2014年秋から悩まされていた口内炎(?)は、年が明けてもさっぱり治る気配がない。おまけに2~3月になると、睡眠中に時々よだれを垂らすようになってきた。ある朝目覚めると、枕とシーツが真っ赤に染まり、鏡を覗くと舌の裏に穴が空いている。やはりがんかもしれない、という思いが深まった。しかし生き物である自分には自然免疫があるはずだし、それが病に負けてしまうなら、死期が訪れたのだと腹をくくるしかない。糞土思想のひとつ『ウンコになって考える』は死生観でもある。いよいよそれを体現する時が近付いたのだろう。しばらく前から、私は健康診断も拒否しているのだから。
4月になると舌の腫れはさらに酷くなり、食べるにも話すにも支障をきたすようになってきた。その一方で、講演会はこれまでのペースを上回る勢いで決まってゆく。命は惜しくはないが、糞土思想を広めるためにまだまだしゃべり続けなければならない。5月の連休中と10日に千葉と栃木であった3つの講演会を乗り切ったところで、長年の禁を破って病院に行くことにした。

「…大きさは…4センチ。舌がんです。タバコは吸いますか?」「いえ、吸いません」「では、何か思い当たる、がんになるような原因は?」「良識が悪いとか人権派は最悪だとか、あちこちで憎まれ口をたたいているので、舌禍が降りかかったんでしょう」とっさにうまい駄洒落が出たと悦に入ったのだが、残念ながら笑いは取れなかった。5月14日の地元病院で、がん宣告での医者とのやり取りだった。

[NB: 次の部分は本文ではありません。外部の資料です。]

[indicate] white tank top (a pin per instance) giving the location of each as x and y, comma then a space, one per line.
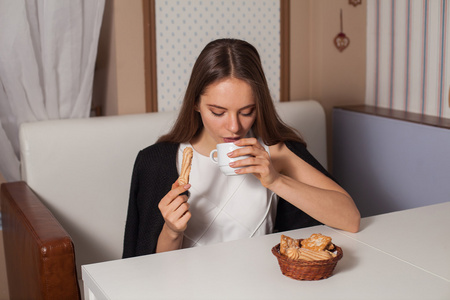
225, 208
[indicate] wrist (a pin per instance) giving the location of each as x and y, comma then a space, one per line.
171, 234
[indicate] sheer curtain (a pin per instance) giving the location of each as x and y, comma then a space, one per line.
48, 50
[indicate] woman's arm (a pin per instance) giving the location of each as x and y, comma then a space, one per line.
296, 181
175, 211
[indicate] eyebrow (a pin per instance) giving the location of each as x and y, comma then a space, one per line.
220, 107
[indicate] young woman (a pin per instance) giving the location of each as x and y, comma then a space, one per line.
281, 185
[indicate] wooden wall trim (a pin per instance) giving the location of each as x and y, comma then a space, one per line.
151, 88
285, 50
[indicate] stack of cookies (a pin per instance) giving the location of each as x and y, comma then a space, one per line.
313, 258
316, 247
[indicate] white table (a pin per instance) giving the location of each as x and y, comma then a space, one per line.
376, 265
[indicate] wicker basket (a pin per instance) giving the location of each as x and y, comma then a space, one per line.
306, 270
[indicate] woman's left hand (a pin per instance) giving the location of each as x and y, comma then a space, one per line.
259, 164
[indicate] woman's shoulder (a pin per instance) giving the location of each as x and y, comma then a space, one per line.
158, 152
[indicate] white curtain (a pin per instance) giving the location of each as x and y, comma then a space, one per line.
48, 50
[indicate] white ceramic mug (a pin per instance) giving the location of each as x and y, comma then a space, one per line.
222, 158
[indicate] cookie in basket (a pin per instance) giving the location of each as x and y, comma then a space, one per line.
317, 242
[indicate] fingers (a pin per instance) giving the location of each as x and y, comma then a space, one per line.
173, 193
175, 208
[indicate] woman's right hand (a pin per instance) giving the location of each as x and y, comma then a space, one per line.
175, 210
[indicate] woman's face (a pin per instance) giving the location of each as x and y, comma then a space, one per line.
228, 110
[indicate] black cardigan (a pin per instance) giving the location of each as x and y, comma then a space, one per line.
153, 175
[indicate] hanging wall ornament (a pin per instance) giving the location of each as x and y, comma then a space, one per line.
354, 2
341, 41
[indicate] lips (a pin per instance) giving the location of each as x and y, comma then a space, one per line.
231, 140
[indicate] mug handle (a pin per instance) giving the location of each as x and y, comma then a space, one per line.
211, 156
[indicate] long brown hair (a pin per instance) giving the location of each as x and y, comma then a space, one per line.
221, 59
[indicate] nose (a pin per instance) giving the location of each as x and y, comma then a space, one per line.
233, 123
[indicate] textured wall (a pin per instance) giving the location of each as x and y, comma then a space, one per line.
183, 28
408, 56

翌15日、朝一番で紹介状をもらい、がんセンターが併設された県立中央病院へ。すでにⅢ期まで進行し、舌を半分切除するという医者の診断に、「私にとって舌は命以上に大切です。しゃべれなくなるくらいなら手術はせずに、死ぬまで一つでも多く講演をし続けます」「いや、完全に言葉を失うわけではありません。元通りに話すのは難しいかもしれませんが、リハビリで話せるようになります」。この言葉に希望を見出した。

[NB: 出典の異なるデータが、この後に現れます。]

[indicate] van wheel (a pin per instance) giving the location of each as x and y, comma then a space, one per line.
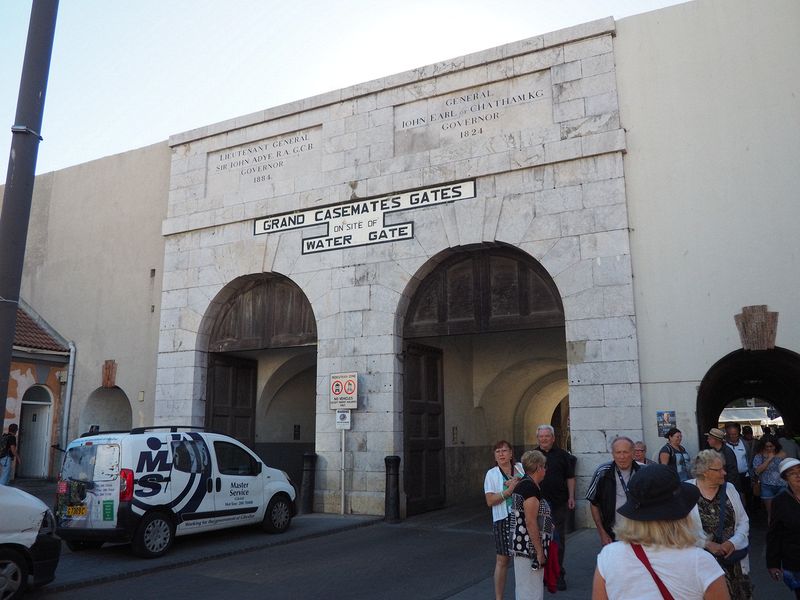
80, 545
278, 515
13, 574
153, 536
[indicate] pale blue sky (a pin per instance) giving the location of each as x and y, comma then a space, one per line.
128, 74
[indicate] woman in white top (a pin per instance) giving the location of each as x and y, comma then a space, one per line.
655, 532
498, 486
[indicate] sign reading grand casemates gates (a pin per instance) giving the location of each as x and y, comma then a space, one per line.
361, 222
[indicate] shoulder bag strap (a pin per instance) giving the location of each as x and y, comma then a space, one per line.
723, 497
640, 554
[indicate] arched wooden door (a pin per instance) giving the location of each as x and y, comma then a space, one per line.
262, 311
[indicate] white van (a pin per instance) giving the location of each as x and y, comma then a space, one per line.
29, 549
148, 485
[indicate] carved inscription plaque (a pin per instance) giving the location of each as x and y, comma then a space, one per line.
481, 112
259, 165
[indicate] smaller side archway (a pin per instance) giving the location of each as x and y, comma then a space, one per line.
36, 422
771, 375
107, 409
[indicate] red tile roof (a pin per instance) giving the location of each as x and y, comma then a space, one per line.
29, 334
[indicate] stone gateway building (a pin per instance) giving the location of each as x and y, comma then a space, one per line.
559, 230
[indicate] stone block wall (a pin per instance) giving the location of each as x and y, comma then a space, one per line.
534, 124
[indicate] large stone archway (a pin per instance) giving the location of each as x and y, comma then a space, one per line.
771, 375
260, 348
482, 328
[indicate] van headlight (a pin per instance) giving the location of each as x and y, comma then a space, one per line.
48, 526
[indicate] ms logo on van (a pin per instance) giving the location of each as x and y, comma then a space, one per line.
153, 463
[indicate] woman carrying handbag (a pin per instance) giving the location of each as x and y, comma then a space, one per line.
655, 557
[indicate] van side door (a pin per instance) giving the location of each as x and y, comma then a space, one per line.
238, 486
191, 483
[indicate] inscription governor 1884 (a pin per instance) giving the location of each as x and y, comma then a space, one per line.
264, 161
361, 222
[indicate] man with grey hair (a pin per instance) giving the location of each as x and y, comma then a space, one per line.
609, 487
558, 488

糞土師活動はまだ道半ばにも達していない。すでに決まっている幾つもの講演会を棒に振るのは悔しいけれど、長い目で見ることにしよう。その場で手術は7月1日に決まった。そこで頭をよぎったのが、手術入院中のウンコをどうするかだった。
家に帰って直ぐ、信頼できる快便陶芸家:小峰尚さんに電話した。「実は舌がんで手術することになってしまい…」事情を手短に話して本題に入った。「牛乳の空パックを貯めてくれない? 入院中にそれを差し入れてもらい、かわりにウンコの入った牛乳パックを持ち帰って、中身を林に埋めてほしいんだ」いきなりウンコの運び屋を頼まれた小峰さん、受話器の向こうからアタフタしている様子が伝わってくる。糞土研の会計担当でもある彼は、お金だけでなくウンコの出納も快く(?)引き受けてくれた。ただ、一人きりで毎日面会に来るのは厳しい。誰と誰にも声をかけてローテーションを組み…、具体的な実施計画が進みはじめた。